Looking for an edge with the classic Quicksort algorithm

Smart Sort

© Lead Image © Olga Yastremska, 123RF.com

© Lead Image © Olga Yastremska, 123RF.com

Article from Issue 246/2021
Author(s):

If you wanted to assign a flavor to the Quicksort algorithm, it would be sweet and sour. Sweet, because it is very elegant; sour, because typical implementations sometimes leave more questions than they answer.

The Quicksort sorting algorithm has been around for 60 years, and, if implemented properly, it is still the fastest option for many sorting tasks. According to the description on Wikipedia, a well designed Quicksort is "…somewhat faster than Merge sort and about two or three times faster than Heapsort."
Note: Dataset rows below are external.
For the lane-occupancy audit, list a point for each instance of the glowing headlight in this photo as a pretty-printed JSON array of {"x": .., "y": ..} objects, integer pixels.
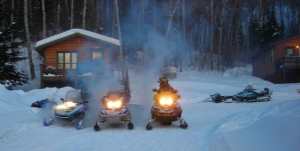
[
  {"x": 66, "y": 105},
  {"x": 114, "y": 104},
  {"x": 166, "y": 101}
]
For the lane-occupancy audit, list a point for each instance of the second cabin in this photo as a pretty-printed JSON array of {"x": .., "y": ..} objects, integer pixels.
[
  {"x": 280, "y": 63},
  {"x": 64, "y": 53}
]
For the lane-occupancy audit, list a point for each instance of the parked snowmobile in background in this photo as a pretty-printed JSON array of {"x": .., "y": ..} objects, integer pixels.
[
  {"x": 166, "y": 108},
  {"x": 249, "y": 94},
  {"x": 114, "y": 110},
  {"x": 72, "y": 110}
]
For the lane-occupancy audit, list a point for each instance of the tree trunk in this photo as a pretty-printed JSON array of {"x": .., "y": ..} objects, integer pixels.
[
  {"x": 58, "y": 16},
  {"x": 44, "y": 18},
  {"x": 72, "y": 14},
  {"x": 28, "y": 40},
  {"x": 12, "y": 15},
  {"x": 84, "y": 11}
]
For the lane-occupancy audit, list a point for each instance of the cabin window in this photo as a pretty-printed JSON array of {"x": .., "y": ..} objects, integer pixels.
[
  {"x": 67, "y": 60},
  {"x": 96, "y": 55},
  {"x": 289, "y": 52}
]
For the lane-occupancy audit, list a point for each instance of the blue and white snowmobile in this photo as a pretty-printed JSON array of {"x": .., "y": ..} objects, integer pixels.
[
  {"x": 249, "y": 94},
  {"x": 114, "y": 109},
  {"x": 71, "y": 110}
]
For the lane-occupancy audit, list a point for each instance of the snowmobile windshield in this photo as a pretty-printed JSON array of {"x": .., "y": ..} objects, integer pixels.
[
  {"x": 166, "y": 99},
  {"x": 113, "y": 101},
  {"x": 66, "y": 106}
]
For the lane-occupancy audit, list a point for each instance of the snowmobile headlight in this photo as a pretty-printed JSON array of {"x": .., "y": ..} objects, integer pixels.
[
  {"x": 66, "y": 105},
  {"x": 166, "y": 101},
  {"x": 114, "y": 104}
]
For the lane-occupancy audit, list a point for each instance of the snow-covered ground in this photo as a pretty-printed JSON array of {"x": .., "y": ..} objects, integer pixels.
[{"x": 264, "y": 126}]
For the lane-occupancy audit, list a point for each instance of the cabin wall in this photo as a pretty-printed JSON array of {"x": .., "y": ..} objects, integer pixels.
[
  {"x": 280, "y": 48},
  {"x": 263, "y": 66},
  {"x": 79, "y": 44}
]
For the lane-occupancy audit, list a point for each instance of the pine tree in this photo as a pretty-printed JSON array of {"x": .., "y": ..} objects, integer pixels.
[
  {"x": 267, "y": 31},
  {"x": 9, "y": 56}
]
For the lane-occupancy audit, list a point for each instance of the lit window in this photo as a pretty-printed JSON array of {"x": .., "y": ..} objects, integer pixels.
[
  {"x": 96, "y": 55},
  {"x": 289, "y": 52},
  {"x": 67, "y": 60}
]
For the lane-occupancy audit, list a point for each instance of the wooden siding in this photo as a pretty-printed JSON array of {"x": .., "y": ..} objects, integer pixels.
[
  {"x": 269, "y": 65},
  {"x": 280, "y": 48},
  {"x": 79, "y": 44}
]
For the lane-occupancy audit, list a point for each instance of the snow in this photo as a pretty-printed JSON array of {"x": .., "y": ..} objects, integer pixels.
[
  {"x": 74, "y": 32},
  {"x": 51, "y": 75},
  {"x": 263, "y": 126}
]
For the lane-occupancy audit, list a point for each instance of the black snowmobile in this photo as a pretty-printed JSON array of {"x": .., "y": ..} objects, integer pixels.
[
  {"x": 249, "y": 94},
  {"x": 114, "y": 110},
  {"x": 166, "y": 108}
]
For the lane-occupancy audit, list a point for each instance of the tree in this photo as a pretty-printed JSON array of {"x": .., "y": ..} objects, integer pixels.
[
  {"x": 84, "y": 11},
  {"x": 9, "y": 56},
  {"x": 44, "y": 19},
  {"x": 267, "y": 31},
  {"x": 28, "y": 40},
  {"x": 72, "y": 14}
]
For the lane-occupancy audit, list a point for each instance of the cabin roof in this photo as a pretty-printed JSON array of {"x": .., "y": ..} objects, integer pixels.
[
  {"x": 285, "y": 40},
  {"x": 73, "y": 32}
]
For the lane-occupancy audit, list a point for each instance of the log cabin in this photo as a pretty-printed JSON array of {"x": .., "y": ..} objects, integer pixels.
[
  {"x": 280, "y": 63},
  {"x": 63, "y": 53}
]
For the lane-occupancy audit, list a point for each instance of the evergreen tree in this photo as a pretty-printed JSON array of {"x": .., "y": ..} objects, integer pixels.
[
  {"x": 9, "y": 56},
  {"x": 268, "y": 30}
]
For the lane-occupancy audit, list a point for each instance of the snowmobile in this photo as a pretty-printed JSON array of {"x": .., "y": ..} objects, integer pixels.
[
  {"x": 115, "y": 109},
  {"x": 71, "y": 110},
  {"x": 249, "y": 94},
  {"x": 166, "y": 108},
  {"x": 40, "y": 103}
]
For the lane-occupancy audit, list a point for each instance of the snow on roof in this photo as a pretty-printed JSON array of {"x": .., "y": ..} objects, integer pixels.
[{"x": 72, "y": 32}]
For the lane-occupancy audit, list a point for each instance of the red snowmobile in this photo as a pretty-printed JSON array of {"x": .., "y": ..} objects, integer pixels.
[{"x": 166, "y": 107}]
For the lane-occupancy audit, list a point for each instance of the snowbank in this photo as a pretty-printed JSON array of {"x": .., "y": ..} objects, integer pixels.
[
  {"x": 263, "y": 126},
  {"x": 12, "y": 99},
  {"x": 238, "y": 71}
]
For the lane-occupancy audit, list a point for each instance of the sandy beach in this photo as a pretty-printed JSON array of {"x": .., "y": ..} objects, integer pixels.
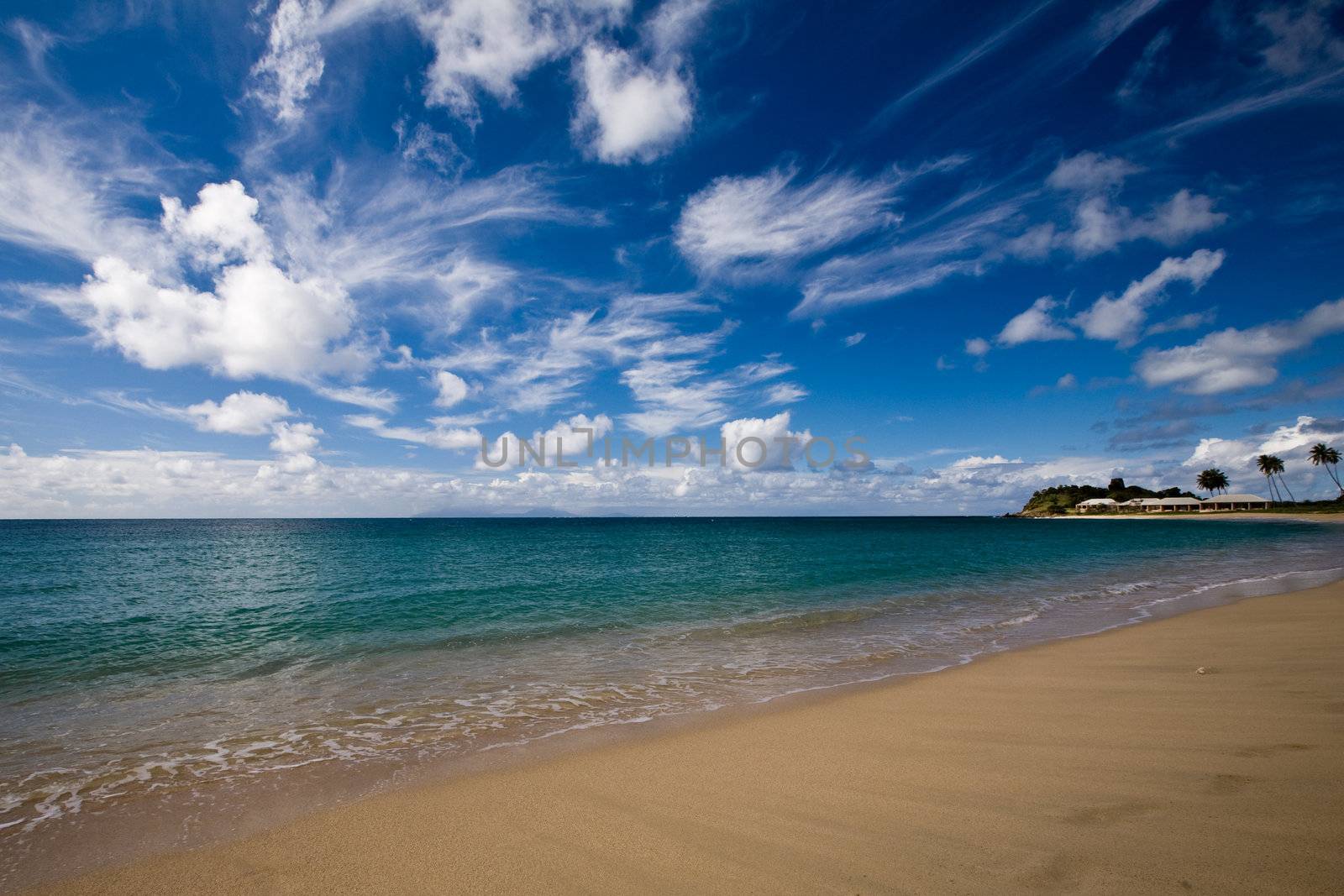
[{"x": 1102, "y": 763}]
Many Linux users today have studied Quicksort at some point in the past, through a computer science class or other training scenario, but unless you are working as a professional programmer, chances are it has been a few years since you have taken the time to ponder the elegant Quicksort algorithm. Still, sorting goes on all the time on Linux networks. You don't have to be a full-time app developer to conjure up an occasional script to rank results or order a set of values extracted from a log file. This article explores some of the nuances of the classic Quicksort.

Quicksort ABC

The Quicksort [1] algorithm originated with Tony Hoare [2], who first developed it in 1959 and published it in 1961. Quicksort is what is known as a divide-and-conquer algorithm. One element in the array is chosen to be the pivot element. All elements smaller than the pivot element are then grouped in a sub-array before it, and all elements larger than the pivot element are placed in a sub-array after it. This process is then repeated with the sub-arrays: a pivot element is chosen, with smaller elements placed in a sub-array before and larger elements placed in a sub-array after. After a finite number of steps, the size of the sub-arrays becomes one, and at that point, the whole array has been sorted.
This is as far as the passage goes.